L’agrément de l’association anticorruption Anticor n’a pas été renouvelé, voici ce que l’on sait

L’agrément de l’association anticorruption Anticor n’a pas été renouvelé
Romain Doucelin / Romain Doucelin / Hans Lucas via L’agrément de l’association anticorruption Anticor n’a pas été renouvelé

POLITIQUE - Un joli « cadeau de Noël pour les corrupteurs ». L’avocat d’Anticor, Maître Vincent Brengarth, ironise après la décision de l’exécutif de ne pas renouveler l’agrément de l’association anticorruption, indispensable pour lui permettre de se constituer partie civile.

La nouvelle tombée, ce mercredi 27 décembre, en pleine trêve des confiseurs n’est pas passée inaperçue à gauche. Le point sur ce que l'on sait et les principales réactions.

Pourquoi Anticor avait-elle besoin d’un nouvel agrément ?

L’agrément en question constitue le principal levier d’action de l’ONG en matière juridique. Sans lui, elle n’a pas la possibilité de se constituer partie civile. Ce type de plainte étant déposé auprès d’un juge d’instruction indépendant, cela lui permet y compris en cas d’inaction du parquet, de saisir la justice. D’autres associations, telles que Sherpa ou Transparency international bénéficient aussi de cette reconnaissance par l’État.

Pour Anticor, les ennuis commencent en juin dernier. Le tribunal administratif de Paris avait annulé un arrêté signé en avril 2021 par le Premier ministre d’alors, Jean Castex, qui renouvelait pour trois ans l’agrément, une décision confirmée par la cour administrative d’appel le 16 novembre.

Le tribunal administratif avait été saisi par deux dissidents de l’association fâchés avec la direction. Ils estimaient la procédure de renouvellement de l’agrément irrégulière et jugeaient que l’association ne remplissait pas les conditions exigées pour être agréée. Une partie du problème vient du manque de transparence dans les financements de l’organisation. La décision du tribunal administratif avait été confirmée en octobre par la cour administrative d’appel alors que le gouvernement poussait pour. L’association avait ensuite déposé une nouvelle demande d’agrément auquel l’exécutif avait deux mois pour répondre.

Pourquoi est-ce Catherine Colonna qui (n’)a (pas) tranché ?

L’analyse de cette demande avait fait l’objet d’un déport du ministre de la Justice en faveur de la Première ministre Élisabeth Borne, Anticor étant impliquée dans la procédure visant Éric Dupond-Moretti devant la Cour de justice de la République (CJR), depuis relaxé.

Puis dans un décret paru au Journal officiel samedi 24 décembre, à deux jours de la date d’expiration du délai, la cheffe du gouvernement s’était elle aussi déportée in extremis, confiant cette tâche à la ministre des Affaires étrangères, Catherine Colonna, sans donner davantage d’explications.
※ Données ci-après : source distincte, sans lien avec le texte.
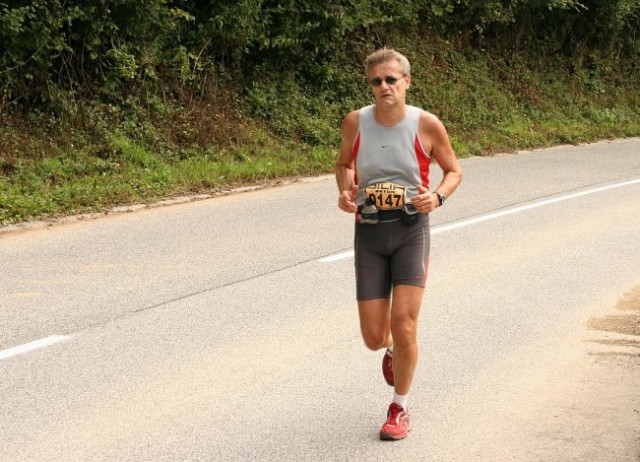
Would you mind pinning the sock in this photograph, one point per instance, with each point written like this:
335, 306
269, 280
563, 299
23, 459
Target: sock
401, 400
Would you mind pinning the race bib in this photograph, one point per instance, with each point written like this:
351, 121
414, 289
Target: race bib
386, 196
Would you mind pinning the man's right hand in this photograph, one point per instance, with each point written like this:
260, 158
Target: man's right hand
347, 200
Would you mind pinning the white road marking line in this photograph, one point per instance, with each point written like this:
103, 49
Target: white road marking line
336, 257
36, 344
491, 216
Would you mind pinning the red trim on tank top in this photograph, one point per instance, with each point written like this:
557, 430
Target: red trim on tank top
423, 162
354, 152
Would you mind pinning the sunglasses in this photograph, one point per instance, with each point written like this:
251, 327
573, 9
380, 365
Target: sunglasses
388, 80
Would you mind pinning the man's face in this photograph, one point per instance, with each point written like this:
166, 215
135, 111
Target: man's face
388, 84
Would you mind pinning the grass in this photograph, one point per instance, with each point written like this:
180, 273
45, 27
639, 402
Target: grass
106, 156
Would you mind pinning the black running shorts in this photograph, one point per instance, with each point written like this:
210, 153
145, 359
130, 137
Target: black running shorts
388, 254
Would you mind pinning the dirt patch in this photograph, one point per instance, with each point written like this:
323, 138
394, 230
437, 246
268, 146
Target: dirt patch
627, 323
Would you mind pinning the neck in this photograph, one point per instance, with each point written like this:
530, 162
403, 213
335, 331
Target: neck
390, 115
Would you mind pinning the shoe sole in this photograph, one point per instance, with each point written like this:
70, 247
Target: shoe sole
390, 437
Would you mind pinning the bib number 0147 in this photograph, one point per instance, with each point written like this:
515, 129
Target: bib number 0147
386, 196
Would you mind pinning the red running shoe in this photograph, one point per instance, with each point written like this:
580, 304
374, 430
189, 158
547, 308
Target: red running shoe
398, 424
387, 367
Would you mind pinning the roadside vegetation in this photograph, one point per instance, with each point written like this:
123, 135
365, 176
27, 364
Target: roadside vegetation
120, 102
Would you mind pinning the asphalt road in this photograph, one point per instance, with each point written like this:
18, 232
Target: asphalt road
226, 329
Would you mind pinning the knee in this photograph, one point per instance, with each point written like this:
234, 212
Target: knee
404, 332
374, 340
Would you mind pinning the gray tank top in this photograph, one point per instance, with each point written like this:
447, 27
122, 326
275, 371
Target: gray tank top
390, 154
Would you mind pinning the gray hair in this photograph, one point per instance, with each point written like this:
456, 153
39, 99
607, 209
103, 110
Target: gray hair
384, 55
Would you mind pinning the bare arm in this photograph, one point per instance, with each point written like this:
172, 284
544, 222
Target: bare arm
433, 133
345, 165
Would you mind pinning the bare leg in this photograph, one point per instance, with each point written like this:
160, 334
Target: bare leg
405, 309
375, 323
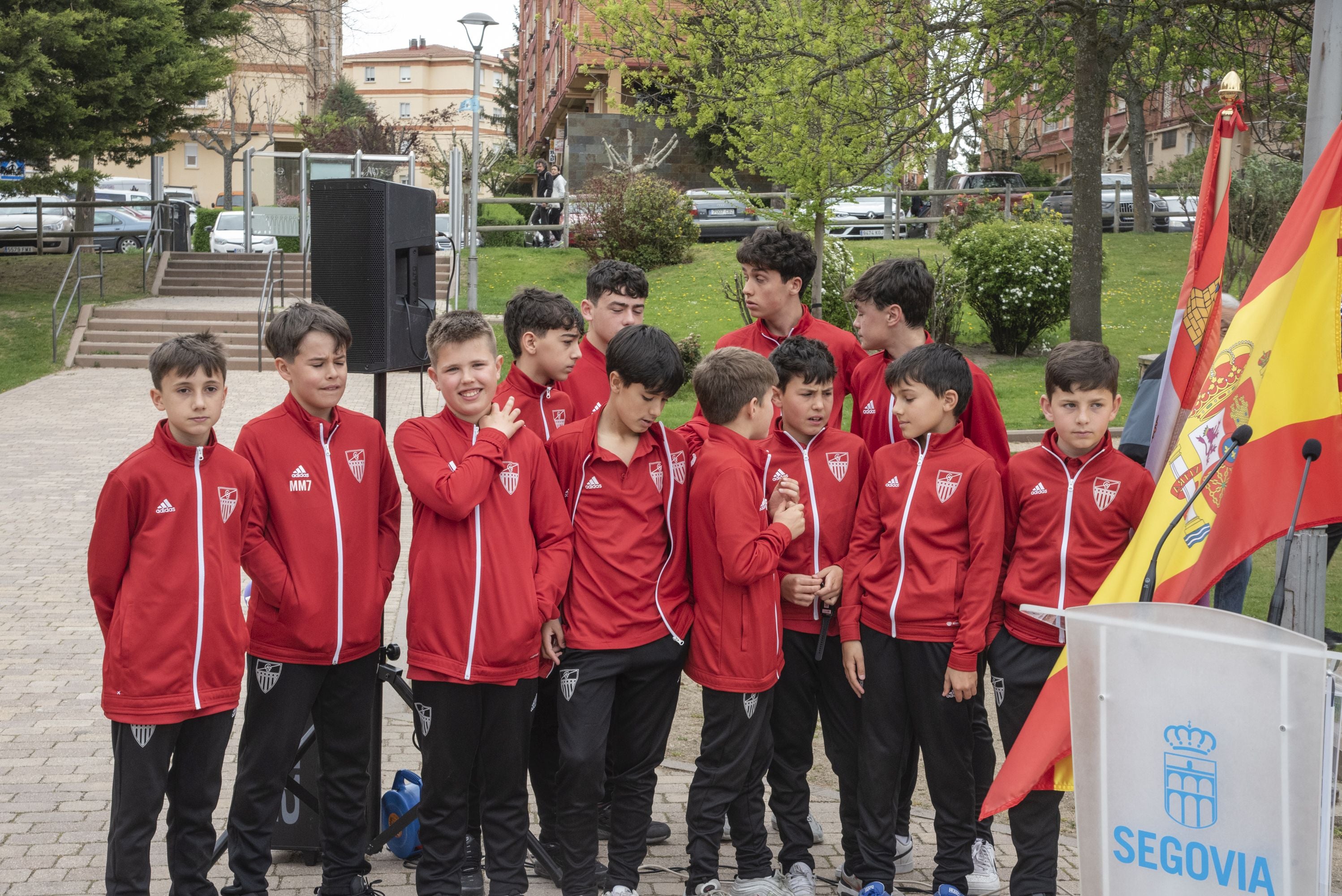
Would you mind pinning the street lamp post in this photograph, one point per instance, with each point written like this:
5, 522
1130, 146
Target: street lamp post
476, 23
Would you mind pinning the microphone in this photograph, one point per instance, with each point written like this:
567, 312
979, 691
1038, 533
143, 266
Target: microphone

Comment Anticor a-t-elle réagi ?

« Cette décision ne nous surprend pas malheureusement car nous sommes bien conscients que nos actions contre la corruption agacent profondément le gouvernement », a réagi auprès de l’AFP Élise Van Beneden, présidente du bureau de l’ONG. « D’une certaine manière soulagée de pouvoir enfin démontrer que l’association remplit bien tous les critères pour être agréée, à l’abri des considérations politiques du gouvernement ». a-t-elle précisé.

Peu après l’annonce, Anticor a aussi indiqué sur X (ex-Twitter) son intention de « contester cette décision devant la justice administrative ».

Des critiques à gauche mais pas que

Plusieurs personnalités de gauche se sont indignées de cette décision et ont exprimé leur soutien à l’association. Le député LFI Alexis Corbière a dénoncé sur X, un choix « stupéfiant, révoltant, inquiétant. À l’heure où la corruption reste un des fléaux de notre vie économique ! » Président du groupe PS à l’Asemblée, Boris Vallaud, la qualifie pour sa part « d’incompréhensible ».

Sandrine Rousseau a particulièrement pointé du doigt le choix de calendrier. « Toute décision politique prise pendant la trêve des confiseurs est une truanderie. Ça ne rate jamais », a déploré la députée. Mais le délai de deux mois était imposé, non par le gouvernement, par les textes qui régissent ce genre de demande.

L’ancien procureur général auprès de la Cour de cassation, François Molins, figure très respectée du monde judiciaire a également réagi à l’annonce. « Il serait plus sain pour notre démocratie que ce ne soit pas le gouvernement qui statue sur les demandes d’agrément mais une autorité administrative indépendante comme la HATVP » a-t-il suggéré dans un tweet.